Another diet plan based on the eating habits of a certain group of people, the Mediterranean diet is inspired by the eating habits of Spain, Greece, and Southern Italy in the 40’s and 50’s. This is another meal plan that places great emphasis on consuming specific foods, but unlike the two previous diets, you are allowed whole-grains on the Mediterranean diet. Along with fish, produce, and healthy fats, this meal plan prides itself on decreased risk of heart disease, depression, dementia, and weight loss, just to name a few.
It’s no surprise that olives and olive oil are two of the preferred healthy fats on the Mediterranean diet, considering how popular these ingredients are in Greek culture and cuisine. A lot of emphasis is placed on eating nuts, seeds, and legumes as well, for as a source of healthy fats and antioxidants.
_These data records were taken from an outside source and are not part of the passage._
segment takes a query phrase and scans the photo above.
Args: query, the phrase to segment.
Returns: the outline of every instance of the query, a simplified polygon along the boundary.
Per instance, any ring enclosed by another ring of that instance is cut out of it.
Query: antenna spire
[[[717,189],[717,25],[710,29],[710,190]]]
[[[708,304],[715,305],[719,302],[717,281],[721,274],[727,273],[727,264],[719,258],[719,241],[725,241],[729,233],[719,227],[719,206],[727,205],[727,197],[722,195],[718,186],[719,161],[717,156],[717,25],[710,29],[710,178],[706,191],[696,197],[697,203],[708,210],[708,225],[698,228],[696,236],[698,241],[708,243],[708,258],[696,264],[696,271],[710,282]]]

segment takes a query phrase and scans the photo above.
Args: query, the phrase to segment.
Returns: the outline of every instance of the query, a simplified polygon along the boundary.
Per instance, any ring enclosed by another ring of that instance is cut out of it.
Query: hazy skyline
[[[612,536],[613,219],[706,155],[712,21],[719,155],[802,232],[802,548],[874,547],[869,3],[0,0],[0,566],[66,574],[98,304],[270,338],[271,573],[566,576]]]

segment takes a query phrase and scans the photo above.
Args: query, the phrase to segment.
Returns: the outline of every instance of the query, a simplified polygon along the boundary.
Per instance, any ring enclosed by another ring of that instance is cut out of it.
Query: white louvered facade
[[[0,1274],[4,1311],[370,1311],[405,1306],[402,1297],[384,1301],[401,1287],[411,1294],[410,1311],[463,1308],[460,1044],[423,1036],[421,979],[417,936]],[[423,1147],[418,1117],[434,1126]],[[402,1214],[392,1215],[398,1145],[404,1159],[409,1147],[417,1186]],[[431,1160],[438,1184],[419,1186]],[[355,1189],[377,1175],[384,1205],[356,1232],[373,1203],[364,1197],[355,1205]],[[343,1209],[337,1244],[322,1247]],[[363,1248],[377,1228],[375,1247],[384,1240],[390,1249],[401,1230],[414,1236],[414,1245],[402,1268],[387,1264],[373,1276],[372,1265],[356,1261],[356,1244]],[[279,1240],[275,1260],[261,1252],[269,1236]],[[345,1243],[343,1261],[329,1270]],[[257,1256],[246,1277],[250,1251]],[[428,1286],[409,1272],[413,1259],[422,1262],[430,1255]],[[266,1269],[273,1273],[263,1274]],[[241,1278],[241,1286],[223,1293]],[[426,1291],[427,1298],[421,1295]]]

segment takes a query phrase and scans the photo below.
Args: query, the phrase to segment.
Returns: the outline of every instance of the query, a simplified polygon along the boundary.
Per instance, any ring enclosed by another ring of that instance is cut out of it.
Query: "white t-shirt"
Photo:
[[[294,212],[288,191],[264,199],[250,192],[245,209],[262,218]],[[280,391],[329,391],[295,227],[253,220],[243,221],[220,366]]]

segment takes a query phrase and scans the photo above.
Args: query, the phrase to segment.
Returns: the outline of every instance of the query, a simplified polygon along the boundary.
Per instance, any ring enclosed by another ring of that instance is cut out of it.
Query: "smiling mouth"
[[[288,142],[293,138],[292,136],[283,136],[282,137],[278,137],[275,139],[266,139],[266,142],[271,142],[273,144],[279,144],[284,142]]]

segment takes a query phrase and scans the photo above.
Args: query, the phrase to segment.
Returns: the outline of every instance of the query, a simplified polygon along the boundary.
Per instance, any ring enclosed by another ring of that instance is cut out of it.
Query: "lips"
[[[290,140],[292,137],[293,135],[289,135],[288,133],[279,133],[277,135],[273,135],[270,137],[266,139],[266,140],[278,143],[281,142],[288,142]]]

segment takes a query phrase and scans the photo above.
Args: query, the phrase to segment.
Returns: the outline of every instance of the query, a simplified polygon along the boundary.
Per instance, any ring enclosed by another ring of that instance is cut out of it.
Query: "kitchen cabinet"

When following the Mediterranean diet, most of your protein will come from fish and eggs. Lean meats and poultry are allowed, but in moderation. Dairy from cultured milk is also allowed. The one big difference in the Mediterranean diet is that whole-grains are allowed. You should focus on grains containing healthy fats and protein.
The DASH diet was actually designed specifically for health reasons, but has proven to offer weight loss benefits as well. The diet aims at lowering high blood pressure and addressing hypertension. Some of the main focuses include:
- Eliminating foods high in saturated fat, trans fats, and cholesterol
- Eating more whole-grains, fish, poultry, fruits, vegetables, and nuts
- Eliminating sugar, sweets, salt, and red-meat
The DASH diet is based on consuming a certain number of daily servings from a variety of food groups. Your servings will vary depending on your goals. Transitioning from your normal eating routine into the DASH diet plan is also done gradually, by limiting certain foods and making adjustments over an extended period of time. Here is a sample of what the DASH diet might look like.
- 6-8 daily servings of grains
- 4-5 daily servings of vegetables and fruit
- 2-3 daily servings of fat-free or low-fat dairy products
Weight loss is generally a positive side effect of the DASH diet but not the motivation for adopting it.
Set Realistic Goals
The best advice for sticking to any meal plan is to choose the plan that best fits your current lifestyle and goals. Assess the meal plan before starting. Does it sound like something you can realistically stick to? If it will be too limiting or not serve you, than perhaps consider an alternate diet. By setting realistic goals and choosing something that you’re capable of adhering to, you’re more likely to succeed.